Segmentation errors can lead to both red and green disease. This type of error occurs when the software is unable to correctly distinguish the retinal layers. In doing so the RNFL being assessed is measured as thicker or thinner than it actually is (4).
It is also possible for other optic neuropathies to exist such as ischaemic optic neuropathy or optic neuritis, which can resemble glaucoma. It is important for practitioners to remember that patients may have multiple pathologies. A floor effect exists in advanced cases of glaucoma in which the RNFL becomes so thin that the machine can no longer detect loss of RNFL. This is a problem as it can lead practitioners to the conclusion that the disease is stable when in fact it is not. In situations such as these one needs to rely on visual field testing as a measure of disease.
Conclusion
OCT has proved to be a major step forward in the detection and management of glaucoma due to its ability to detect the disease earlier and monitor its progression accurately over time. It is safe, quick, non invasive and in the hands of experienced users leads to better overall patient care. One needs to be aware of its limitations such as segmentation errors, the need for well trained staff when acquiring scans and the largely emmetropic database which can lead to red and green disease. As useful as OCT is, the need to carry out a disc assessment using a stereoscopic viewing method along with visual fields and IOP measurement all remain important when examining patients and cannot be forgotten.
References
- Bourne RR, Khatib T. The optic nerve head in glaucoma. Community Eye Health. 2021;34(112):36-39. Epub 2022 Jan 31.

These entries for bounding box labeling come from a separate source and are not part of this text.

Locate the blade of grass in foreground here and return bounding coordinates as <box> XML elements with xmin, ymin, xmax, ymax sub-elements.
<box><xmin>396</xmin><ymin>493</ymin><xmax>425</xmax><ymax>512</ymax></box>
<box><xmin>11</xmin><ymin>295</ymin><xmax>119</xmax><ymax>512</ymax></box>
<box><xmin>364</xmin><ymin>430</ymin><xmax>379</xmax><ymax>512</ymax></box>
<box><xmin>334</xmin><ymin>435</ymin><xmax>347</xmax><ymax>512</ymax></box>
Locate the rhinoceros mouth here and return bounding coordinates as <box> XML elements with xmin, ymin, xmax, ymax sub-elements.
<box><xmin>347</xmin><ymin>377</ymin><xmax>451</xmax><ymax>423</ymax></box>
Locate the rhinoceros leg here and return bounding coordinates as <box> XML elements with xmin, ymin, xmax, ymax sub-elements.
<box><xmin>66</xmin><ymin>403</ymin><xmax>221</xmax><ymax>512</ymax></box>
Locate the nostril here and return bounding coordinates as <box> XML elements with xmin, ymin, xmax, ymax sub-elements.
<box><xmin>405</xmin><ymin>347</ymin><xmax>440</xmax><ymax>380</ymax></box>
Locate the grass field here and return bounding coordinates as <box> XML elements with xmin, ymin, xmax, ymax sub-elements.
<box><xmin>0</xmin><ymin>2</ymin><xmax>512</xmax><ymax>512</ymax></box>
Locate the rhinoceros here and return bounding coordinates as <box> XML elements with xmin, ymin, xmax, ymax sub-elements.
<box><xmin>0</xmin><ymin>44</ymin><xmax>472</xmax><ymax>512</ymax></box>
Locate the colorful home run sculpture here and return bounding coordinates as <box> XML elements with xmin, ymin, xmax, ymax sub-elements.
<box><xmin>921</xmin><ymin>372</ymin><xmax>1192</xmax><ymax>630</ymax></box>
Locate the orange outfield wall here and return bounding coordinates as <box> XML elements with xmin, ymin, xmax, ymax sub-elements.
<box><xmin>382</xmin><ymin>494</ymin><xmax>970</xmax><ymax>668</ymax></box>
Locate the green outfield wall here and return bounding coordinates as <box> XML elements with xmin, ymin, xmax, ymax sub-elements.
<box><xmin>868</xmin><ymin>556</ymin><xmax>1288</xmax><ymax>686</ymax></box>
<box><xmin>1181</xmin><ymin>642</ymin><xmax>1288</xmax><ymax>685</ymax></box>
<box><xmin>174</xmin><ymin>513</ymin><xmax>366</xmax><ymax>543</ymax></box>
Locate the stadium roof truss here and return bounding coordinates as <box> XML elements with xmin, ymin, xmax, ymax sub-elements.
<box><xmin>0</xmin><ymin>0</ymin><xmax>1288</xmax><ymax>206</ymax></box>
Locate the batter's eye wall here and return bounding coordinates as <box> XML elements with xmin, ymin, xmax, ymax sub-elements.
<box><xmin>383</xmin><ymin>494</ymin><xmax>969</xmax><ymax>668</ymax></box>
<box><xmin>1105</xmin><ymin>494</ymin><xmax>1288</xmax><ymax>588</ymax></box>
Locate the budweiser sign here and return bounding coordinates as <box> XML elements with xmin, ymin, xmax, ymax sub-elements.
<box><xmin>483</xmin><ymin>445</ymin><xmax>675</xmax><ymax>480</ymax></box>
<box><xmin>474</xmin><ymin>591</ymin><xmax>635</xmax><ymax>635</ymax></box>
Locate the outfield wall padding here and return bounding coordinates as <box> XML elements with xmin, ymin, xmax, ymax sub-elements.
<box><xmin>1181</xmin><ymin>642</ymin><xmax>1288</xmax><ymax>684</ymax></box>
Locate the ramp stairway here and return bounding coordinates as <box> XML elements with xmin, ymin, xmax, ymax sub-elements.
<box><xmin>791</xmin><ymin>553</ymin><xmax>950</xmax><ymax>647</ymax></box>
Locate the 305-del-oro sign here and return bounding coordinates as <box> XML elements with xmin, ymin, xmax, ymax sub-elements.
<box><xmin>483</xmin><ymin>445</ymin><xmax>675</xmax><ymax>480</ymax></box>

- Malik R, Swanson WH, Garway-Heath DF. ‘Structure-function relationship’ in glaucoma: past thinking and current concepts. Clin Exp Ophthalmol. 2012 May-Jun;40(4):369-80.
- Geevarghese A, Wollstein G, Ishikawa H, Schuman JS. Optical Coherence Tomography and Glaucoma. Annu Rev Vis Sci. 2021 Sep 15;7:693-726.
- Bayer A, Akman A. Artifacts and Anatomic Variations in Optical Coherence Tomography. Turk J Ophthalmol. 2020 Apr 29;50(2):99-106.